By Bob Heafner © 1983-2012
Issue: May, 1983
Between Furnace Creek and state road 605, in the Black Ridge section of Floyd County, Virginia, there stands a monument to resourcefulness and ingenuity of the American pioneer spirit. The exact date of its construction is not known but it is at least 128 years old. It is certainly one of the oldest structures built by man that still stands in this area today. The structure I am referring to is the old iron furnace, which served as a smelter for the ore taken from the nearby mine. It is approximately 25 feet square at its base and stands about 20 feet tall. It is made of granite blocks, some of which weigh considerably over a ton each. One can only guess and imagine the methods and back-breaking labor that were required to erect this huge smelter. The task was accomplished at a time when roads were little more than paths and no modern machinery was available to ease or replace sheer human determination. When I first saw it, I was amazed at the size of it and my first thought was, “This was built by men who didn’t say ‘I can’t’ or ‘It’s impossible.’ They had a job to do and they did it right, so right it has withstood the ravages of extreme weather for well over a century.”
Since I first saw the ‘furnace stack,” as it’s locally called, several weeks ago, I’ve made inquiries of almost everyone I’ve met as to the date of its construction. No one seems to know. It’s just always been there. Searching back through old deed books at the Floyd County Courthouse, I have been able to determine that it was standing in 1855 but there is still some question as to whether it was built many years prior to this. One deed, dated July 16, 1855, states that the land, “Has on it a good iron furnace” but yet another deed dated November 6, 1852, refers to, “the Shelor furnace land.”
It is known that sometime around 1790, Captain Daniel Shelor, a veteran of the Revolutionary War, left Frederick County, Maryland, and came to this land and built the first iron furnace in Southwest Virginia. His father, Lawrence Shelor, had come to America 40 or 50 years before, from Germany.

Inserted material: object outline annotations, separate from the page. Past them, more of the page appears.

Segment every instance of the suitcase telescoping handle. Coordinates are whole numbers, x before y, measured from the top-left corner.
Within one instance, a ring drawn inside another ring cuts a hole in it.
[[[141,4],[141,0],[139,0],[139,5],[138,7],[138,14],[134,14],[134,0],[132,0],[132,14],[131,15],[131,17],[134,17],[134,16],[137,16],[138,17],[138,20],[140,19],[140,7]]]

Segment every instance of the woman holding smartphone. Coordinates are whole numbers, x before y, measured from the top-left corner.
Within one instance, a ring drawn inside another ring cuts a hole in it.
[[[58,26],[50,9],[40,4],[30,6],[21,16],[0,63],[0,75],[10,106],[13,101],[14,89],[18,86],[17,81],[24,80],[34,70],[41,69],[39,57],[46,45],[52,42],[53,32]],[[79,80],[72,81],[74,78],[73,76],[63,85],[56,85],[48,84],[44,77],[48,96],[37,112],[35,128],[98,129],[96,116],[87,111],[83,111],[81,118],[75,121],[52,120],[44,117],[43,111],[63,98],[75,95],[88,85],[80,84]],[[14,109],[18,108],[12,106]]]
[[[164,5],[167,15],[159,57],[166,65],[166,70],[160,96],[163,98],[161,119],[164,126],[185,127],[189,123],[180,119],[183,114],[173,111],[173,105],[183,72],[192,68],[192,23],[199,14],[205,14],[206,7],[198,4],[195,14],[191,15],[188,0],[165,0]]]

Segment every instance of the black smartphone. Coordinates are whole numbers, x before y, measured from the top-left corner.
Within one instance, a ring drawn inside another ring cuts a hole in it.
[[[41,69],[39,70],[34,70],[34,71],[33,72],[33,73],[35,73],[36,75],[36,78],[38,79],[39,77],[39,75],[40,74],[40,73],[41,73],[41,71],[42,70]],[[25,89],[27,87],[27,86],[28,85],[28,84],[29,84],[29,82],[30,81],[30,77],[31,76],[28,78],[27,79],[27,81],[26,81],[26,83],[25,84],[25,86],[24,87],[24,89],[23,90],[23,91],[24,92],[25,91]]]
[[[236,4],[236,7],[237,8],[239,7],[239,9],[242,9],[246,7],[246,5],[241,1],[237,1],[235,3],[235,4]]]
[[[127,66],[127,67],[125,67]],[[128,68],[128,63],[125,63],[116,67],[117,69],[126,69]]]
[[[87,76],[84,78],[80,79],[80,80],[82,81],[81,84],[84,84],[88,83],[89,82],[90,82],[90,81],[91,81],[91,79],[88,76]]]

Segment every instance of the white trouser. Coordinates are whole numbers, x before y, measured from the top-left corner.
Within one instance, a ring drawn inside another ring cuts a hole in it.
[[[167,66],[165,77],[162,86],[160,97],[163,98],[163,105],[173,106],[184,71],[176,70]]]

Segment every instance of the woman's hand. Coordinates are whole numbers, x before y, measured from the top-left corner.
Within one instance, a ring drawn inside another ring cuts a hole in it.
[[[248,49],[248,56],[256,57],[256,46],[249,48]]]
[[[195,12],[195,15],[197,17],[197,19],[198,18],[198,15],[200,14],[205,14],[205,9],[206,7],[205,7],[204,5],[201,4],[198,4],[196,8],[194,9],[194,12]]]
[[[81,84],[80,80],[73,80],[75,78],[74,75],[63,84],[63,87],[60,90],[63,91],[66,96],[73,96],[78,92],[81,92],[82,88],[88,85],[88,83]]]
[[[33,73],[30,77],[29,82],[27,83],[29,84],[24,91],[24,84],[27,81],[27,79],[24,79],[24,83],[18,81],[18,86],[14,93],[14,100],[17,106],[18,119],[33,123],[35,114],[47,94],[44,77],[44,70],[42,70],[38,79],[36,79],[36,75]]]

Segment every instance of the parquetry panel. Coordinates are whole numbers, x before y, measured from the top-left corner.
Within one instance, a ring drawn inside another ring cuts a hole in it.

It is a fact that Captain Shelor owned the property where the present “furnace stack” now stands and it is also a fact that he built an iron furnace and mined ore from this land. Whether or not the present furnace stack stands on the exact location of Captain Shelor’s, I do not know, but if it is, the date of construction would be prior to 1800.
Captain Shelor’s first attempt to market the cooking vessels he made from his foundry were not successful and it was not until he threw his wares against rocks on the streets of Lynchburg, to demonstrate their durability, was he able to sell them. The ore he mined and refined had such a high copper content that the result was an alloy much more durable than the normal cast iron of the day. Once this became known, he had no further trouble selling the items he made. His operation prospered until he was once again called to the aid of his country in the War of 1812. When he returned to his foundry and mine, many repairs were necessary. For one reason or another, he was never able to reestablish his once flourishing trade.
Robert L. Toncray acquired the property in the early 1850’s and made the repairs that were necessary to once again put the mine in production. The furnace was operated by Mr. Toncray from around 1852 until the early 1860’s. I have been unable to determine if he repaired the old Shelor furnace or completely built a new one. It is, however, certain that the venture was not profitable for him and he suffered great personal losses as a result of his involvement. If he did, in fact, build the present furnace stack, it would indicate that the furnace standing is at least 128 years old.
We have been unable to determine if the mine and furnace lay dormant between the early 1860’s and early 1900’s. This is a period that will require considerably more research and time but we will keep our readers posted of any new information we discover.
Next month we will continue this article about the mining operations on the old Shelor property since 1900.
I’d like to dwell a few moments on the old “furnace stack,” if you don’t mind. To stand before this huge granite structure, one can not help but be in awe of the men who made it. They surely were men of great determination and endurance; men who faced any task, no matter how hard, with an attitude that would not accept defeat; the kind of men and spirit that made America great.
As I stood beside the “furnace stack” this week, dwarfed by its size, I could not help but shed a tear. Here, in the shadow of this piece of America’s heritage, I noticed a key support was broken and this was allowing some of the great blocks of granite to crack. Also, I have been told that several years ago, a bridge washed out on a nearby state road and a crew, employed by the state of Virginia, without the owner’s permission, toppled some of the granite blocks from the top of the furnace stack to use in replacing the bridge. When the owner found out, he made them quit but already they had marred this great landmark. As impressive as it is today, one can only imagine how it must have looked before it was vandalized.
I am not ashamed to shed a tear for something that has withstood so many years, only to be abused. I cannot help but regret that unless something is done and done soon, this monument to a spirit that built a nation will soon be gone. We, as Americans, have lost touch with so much of our heritage already. I can’t help but be concerned when I see something so awe inspiring as the old “furnace stack” starting to go the way of so many forgotten pieces of our great past.